The great debate: Is it science?
Undeniably, sex offenders are viewed by the general public as morally reprehensible and dangerous human beings, and the availability of scientific instruments that can tell us with precision and in advance who among them are going to reoffend is an enticing concept. Although far from perfect, RAIs are characterized by some professionals as a decided improvement over predictions based upon the unaided clinical judgment, and some SVP states even mandate their use in commitment evaluations. RAIs have been described as "the most exciting and potentially most useful new developments" in the sex offender risk assessment arena. (Richard Hamill, Recidivism of Sex Offenders: What You Need to Know, 15 (No. 4) CRIM. JUST. 24 (Winter 2001).) Expert testimony based in whole or in part upon scores obtained on RAIs has been routinely (and often without legal challenge) admitted in SVP commitment proceedings across the country.
But there is another viewpoint expressed in the scientific journals as well as in the courtrooms.
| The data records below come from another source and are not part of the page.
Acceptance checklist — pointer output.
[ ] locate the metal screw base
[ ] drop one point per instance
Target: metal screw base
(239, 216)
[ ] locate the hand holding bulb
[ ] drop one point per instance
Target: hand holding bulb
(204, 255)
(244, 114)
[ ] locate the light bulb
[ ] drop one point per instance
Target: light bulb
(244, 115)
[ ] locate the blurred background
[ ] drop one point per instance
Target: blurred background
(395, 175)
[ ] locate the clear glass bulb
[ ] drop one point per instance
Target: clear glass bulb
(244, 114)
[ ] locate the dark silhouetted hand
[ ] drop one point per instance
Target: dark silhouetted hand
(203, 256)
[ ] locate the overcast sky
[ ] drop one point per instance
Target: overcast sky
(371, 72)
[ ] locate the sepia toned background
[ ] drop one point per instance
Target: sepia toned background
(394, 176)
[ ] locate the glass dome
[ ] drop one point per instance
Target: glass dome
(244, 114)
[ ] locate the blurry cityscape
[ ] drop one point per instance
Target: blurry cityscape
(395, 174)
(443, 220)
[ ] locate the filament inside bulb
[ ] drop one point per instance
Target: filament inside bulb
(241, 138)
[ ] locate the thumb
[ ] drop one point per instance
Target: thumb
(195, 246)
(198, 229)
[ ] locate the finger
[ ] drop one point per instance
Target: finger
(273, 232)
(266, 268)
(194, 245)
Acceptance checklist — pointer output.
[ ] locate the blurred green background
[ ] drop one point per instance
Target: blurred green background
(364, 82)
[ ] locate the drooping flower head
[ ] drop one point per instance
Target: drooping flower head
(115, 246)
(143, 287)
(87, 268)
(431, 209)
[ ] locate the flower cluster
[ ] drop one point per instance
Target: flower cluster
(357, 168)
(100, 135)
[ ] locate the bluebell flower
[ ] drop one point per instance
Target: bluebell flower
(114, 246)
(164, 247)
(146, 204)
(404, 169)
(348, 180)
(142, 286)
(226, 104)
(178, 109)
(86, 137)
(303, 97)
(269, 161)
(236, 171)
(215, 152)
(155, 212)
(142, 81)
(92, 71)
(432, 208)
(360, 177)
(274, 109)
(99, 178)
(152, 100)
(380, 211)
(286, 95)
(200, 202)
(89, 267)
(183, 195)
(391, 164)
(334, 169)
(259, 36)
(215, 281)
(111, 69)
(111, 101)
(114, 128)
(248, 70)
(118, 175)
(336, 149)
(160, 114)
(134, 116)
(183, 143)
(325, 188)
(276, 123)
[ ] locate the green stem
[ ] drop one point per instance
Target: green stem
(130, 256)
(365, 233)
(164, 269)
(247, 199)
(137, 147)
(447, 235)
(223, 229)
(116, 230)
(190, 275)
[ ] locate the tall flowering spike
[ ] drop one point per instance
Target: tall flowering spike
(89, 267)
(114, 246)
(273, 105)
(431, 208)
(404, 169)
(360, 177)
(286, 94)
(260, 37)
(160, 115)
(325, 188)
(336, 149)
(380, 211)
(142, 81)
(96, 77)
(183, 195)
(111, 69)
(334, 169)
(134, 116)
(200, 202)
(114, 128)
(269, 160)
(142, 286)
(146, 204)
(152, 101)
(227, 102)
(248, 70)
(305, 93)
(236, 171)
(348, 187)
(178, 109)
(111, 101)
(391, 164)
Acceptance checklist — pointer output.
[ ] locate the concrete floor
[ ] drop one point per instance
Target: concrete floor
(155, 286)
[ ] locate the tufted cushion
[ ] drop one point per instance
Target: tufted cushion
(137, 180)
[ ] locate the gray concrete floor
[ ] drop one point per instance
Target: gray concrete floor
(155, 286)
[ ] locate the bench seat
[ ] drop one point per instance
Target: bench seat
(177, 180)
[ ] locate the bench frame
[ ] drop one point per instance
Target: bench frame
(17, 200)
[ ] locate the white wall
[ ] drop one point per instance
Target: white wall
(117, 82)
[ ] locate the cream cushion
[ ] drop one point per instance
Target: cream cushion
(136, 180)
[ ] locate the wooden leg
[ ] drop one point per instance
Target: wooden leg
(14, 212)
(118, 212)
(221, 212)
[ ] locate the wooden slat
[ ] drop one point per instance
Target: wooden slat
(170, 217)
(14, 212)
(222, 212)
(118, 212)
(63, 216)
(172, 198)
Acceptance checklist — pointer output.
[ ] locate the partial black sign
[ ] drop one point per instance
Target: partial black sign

It is the viewpoint of scientists, clinicians, and other professionals who are stating rather persuasively what has long been obvious to many who have closely studied this issue: that not even the best science can predict with an acceptable degree of accuracy what an individual will or will not do in the future. Perhaps even more importantly, there is increasing support for the position that, not only are RAIs not the "best science," they are not science at all.
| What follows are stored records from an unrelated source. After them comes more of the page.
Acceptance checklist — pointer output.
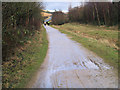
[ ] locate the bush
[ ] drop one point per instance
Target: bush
(59, 18)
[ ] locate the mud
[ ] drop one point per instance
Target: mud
(69, 65)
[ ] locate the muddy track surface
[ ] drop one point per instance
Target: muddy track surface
(69, 65)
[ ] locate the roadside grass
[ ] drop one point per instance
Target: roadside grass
(26, 61)
(102, 41)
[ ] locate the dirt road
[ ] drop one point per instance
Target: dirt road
(69, 65)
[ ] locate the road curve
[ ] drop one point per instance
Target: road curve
(69, 65)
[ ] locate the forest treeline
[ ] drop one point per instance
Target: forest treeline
(58, 17)
(20, 20)
(96, 13)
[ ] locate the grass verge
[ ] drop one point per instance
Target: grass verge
(100, 40)
(26, 61)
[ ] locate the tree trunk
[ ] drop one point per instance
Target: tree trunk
(97, 14)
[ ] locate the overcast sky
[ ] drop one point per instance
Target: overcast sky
(51, 6)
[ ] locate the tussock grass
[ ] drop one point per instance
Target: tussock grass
(26, 61)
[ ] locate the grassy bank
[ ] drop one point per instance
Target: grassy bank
(26, 61)
(101, 40)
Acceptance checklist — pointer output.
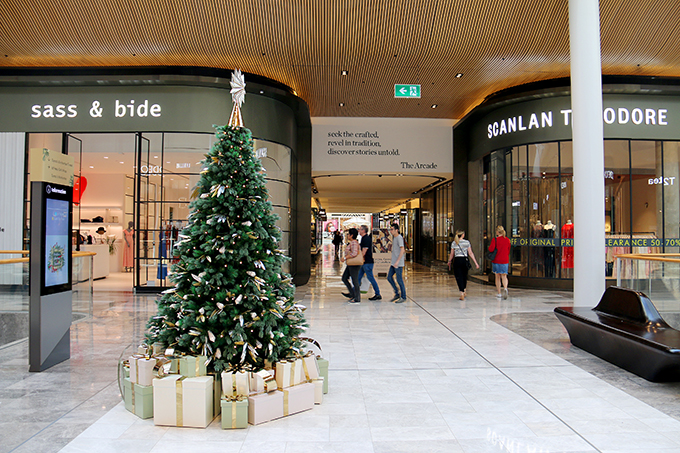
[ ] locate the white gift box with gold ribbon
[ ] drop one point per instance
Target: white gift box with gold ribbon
(318, 390)
(182, 401)
(265, 407)
(288, 373)
(141, 370)
(235, 383)
(310, 367)
(298, 398)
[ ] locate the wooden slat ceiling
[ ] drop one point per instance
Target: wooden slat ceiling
(305, 44)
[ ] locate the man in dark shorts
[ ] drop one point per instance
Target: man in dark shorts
(367, 268)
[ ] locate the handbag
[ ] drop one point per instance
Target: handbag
(356, 260)
(467, 258)
(492, 255)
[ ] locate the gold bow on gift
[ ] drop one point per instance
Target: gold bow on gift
(313, 342)
(268, 379)
(233, 399)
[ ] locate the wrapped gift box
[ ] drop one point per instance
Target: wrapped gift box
(138, 398)
(318, 390)
(310, 367)
(192, 366)
(180, 401)
(234, 412)
(262, 382)
(288, 373)
(141, 370)
(298, 398)
(235, 383)
(323, 371)
(217, 394)
(265, 407)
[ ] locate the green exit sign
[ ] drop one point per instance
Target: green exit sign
(407, 91)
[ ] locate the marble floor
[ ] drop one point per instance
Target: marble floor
(434, 374)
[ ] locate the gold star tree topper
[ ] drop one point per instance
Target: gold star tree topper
(238, 96)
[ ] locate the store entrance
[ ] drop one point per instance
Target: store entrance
(133, 193)
(103, 208)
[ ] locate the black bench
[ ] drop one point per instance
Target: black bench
(626, 329)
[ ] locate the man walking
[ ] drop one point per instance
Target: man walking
(367, 268)
(397, 266)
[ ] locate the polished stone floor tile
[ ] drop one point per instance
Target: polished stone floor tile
(434, 374)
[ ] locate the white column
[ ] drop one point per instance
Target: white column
(587, 129)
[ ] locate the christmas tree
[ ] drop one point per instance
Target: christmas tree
(231, 301)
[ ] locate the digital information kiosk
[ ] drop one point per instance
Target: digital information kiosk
(50, 309)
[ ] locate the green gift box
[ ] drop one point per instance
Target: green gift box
(192, 366)
(217, 393)
(323, 371)
(138, 398)
(234, 413)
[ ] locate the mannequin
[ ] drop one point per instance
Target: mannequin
(128, 255)
(549, 257)
(537, 253)
(568, 253)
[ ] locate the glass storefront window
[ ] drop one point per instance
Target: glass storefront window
(642, 202)
(670, 186)
(566, 262)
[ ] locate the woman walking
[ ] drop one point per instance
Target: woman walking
(352, 252)
(499, 265)
(460, 251)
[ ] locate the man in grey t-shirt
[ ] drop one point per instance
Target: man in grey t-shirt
(397, 266)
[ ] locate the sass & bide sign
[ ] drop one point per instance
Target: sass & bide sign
(637, 116)
(118, 109)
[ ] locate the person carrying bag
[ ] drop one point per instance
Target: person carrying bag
(461, 252)
(354, 259)
(499, 254)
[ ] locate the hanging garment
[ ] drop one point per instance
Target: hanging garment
(128, 254)
(162, 266)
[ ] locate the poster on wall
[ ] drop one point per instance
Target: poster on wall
(57, 244)
(394, 145)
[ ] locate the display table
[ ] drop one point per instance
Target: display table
(101, 259)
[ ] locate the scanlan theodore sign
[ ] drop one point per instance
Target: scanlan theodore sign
(636, 116)
(120, 109)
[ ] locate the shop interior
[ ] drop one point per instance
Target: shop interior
(641, 202)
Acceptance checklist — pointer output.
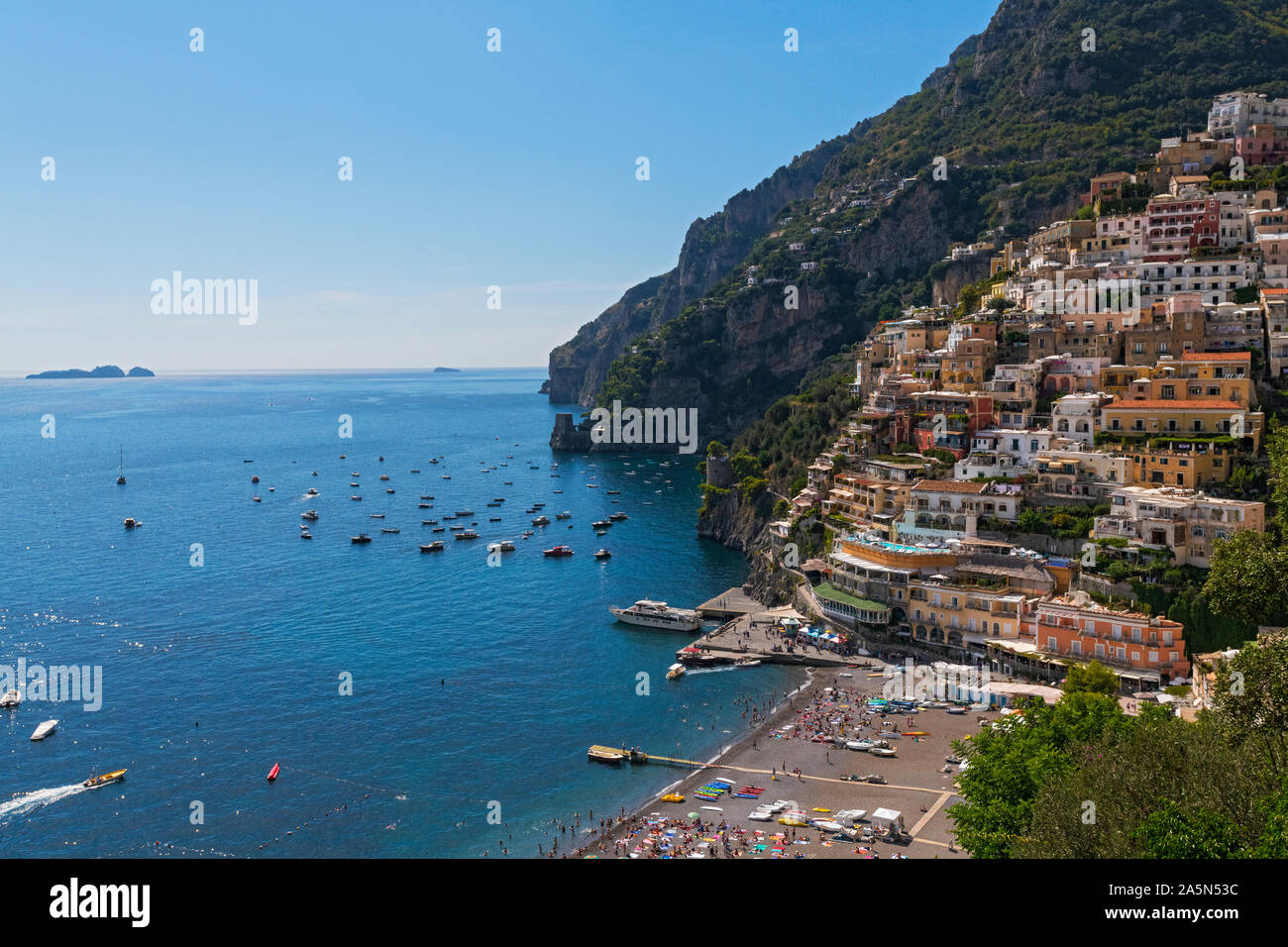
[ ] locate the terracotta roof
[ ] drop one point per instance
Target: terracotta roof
(1176, 405)
(949, 486)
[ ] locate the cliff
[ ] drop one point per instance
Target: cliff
(1000, 140)
(711, 247)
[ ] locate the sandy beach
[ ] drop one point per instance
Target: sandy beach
(829, 702)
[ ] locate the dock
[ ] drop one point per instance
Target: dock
(728, 604)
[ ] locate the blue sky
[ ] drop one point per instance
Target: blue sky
(471, 169)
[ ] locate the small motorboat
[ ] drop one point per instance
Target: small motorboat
(104, 780)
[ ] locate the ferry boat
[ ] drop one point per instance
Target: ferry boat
(106, 779)
(660, 615)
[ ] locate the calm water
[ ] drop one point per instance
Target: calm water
(213, 673)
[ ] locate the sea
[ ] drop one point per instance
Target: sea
(416, 705)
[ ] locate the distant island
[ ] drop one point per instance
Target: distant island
(101, 371)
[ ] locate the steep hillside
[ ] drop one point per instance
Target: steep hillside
(1021, 115)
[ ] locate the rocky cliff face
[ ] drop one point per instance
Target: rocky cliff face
(711, 248)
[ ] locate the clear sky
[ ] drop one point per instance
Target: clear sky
(471, 169)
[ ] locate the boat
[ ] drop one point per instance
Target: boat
(106, 779)
(660, 615)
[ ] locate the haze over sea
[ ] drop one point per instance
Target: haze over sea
(214, 673)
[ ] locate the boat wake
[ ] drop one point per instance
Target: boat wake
(26, 802)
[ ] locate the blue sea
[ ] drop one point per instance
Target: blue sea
(417, 703)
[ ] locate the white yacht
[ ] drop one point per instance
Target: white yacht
(660, 615)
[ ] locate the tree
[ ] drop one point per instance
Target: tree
(1173, 831)
(1248, 579)
(1093, 678)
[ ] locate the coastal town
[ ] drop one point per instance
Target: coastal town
(1107, 372)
The five fatal flaws of RAIs
The RAIs most commonly relied upon in SVP commitments certainly appear to carry the aura of legitimate scientific theory, and even the names of these instruments seem to imply that someone somewhere has definitively established their usefulness in this area. Reference is often made to the Violence Risk Appraisal Guide (VRAG), one of the earliest RAIs, as well as to the Rapid Risk Assessment for Sexual Offense Recidivism (RRASOR), the Sex Offender Risk Appraisal Guide (SORAG), and the Minnesota Sex Offender Screening Tool-Revised (MnSOST-R), all among the most commonly used instruments in SVP evaluations.
No two RAIs are exactly alike, and the number of risk factors to be evaluated range from four on the RRASOR to 21 on the MnSOST-R. As to the various risk factors that comprise the instruments, there is general agreement in the scientific and professional communities that a consideration of appropriate risk factors is important (and even necessary) in making risk assessments. The suggestion, however, that the quantifications provided by RAIs are accurate enough to allow decisions to be made about individual risk in SVP proceedings is a suggestion that is garnering substantial opposition. Opponents commonly point to five major problem areas with respect to the use of RAIs in SVP commitment evaluations.
- The dynamic dilemma. One commonly referred to RAI is known as the Static-99, so called because it was developed in 1999 and as an acknowledgment that RAIs traditionally apply a mathematical weighting of various "static" risk factors-those historical factors that will never change-and exclude "dynamic" factors-those that are subject to change, or have yet to occur. Perhaps the situation that best illustrates how dramatically dynamic factors can affect recidivism is that in which an offender exhibits an unequivocal intention and ability to commit a sex offense at the earliest opportunity. Surely, that individual can be considered with fairly sufficient accuracy to be at relatively high risk to reoffend, yet none of the RAIs include an offender's expressed intentions as a risk factor.
Similarly, all but one of the most commonly used RAIs completely ignore the relationship of active participation in sex offender treatment to an individual's risk of recidivism, and none of these RAIs give numeric weight to factors that are considered to be "protective" or to reduce risk. For instance, the scientific literature suggests that sex offenders who develop healthy relationships with sexually appropriate partners may be at a reduced risk to reoffend. The same can be said of those offenders who successfully avail themselves of pharmacological treatment options. Being placed in a supervised setting, such as lifetime probation, abstaining from drugs or alcohol, developing a debilitating illness, and having strong support from families and friends are all potential dynamic factors, or protective characteristics, that may significantly lower risk. Because they cannot be determined from a review of the historical data, however, and, in general, may be unknown or even unknowable as of the date of the evaluation, they are not taken into consideration when quantifying risk using an RAI. There is little dispute that a consideration of dynamic factors can be important in accurately assessing risk, and even proponents of RAIs concede that the failure of the instruments to address dynamic factors negatively impacts the comprehensiveness of the instruments.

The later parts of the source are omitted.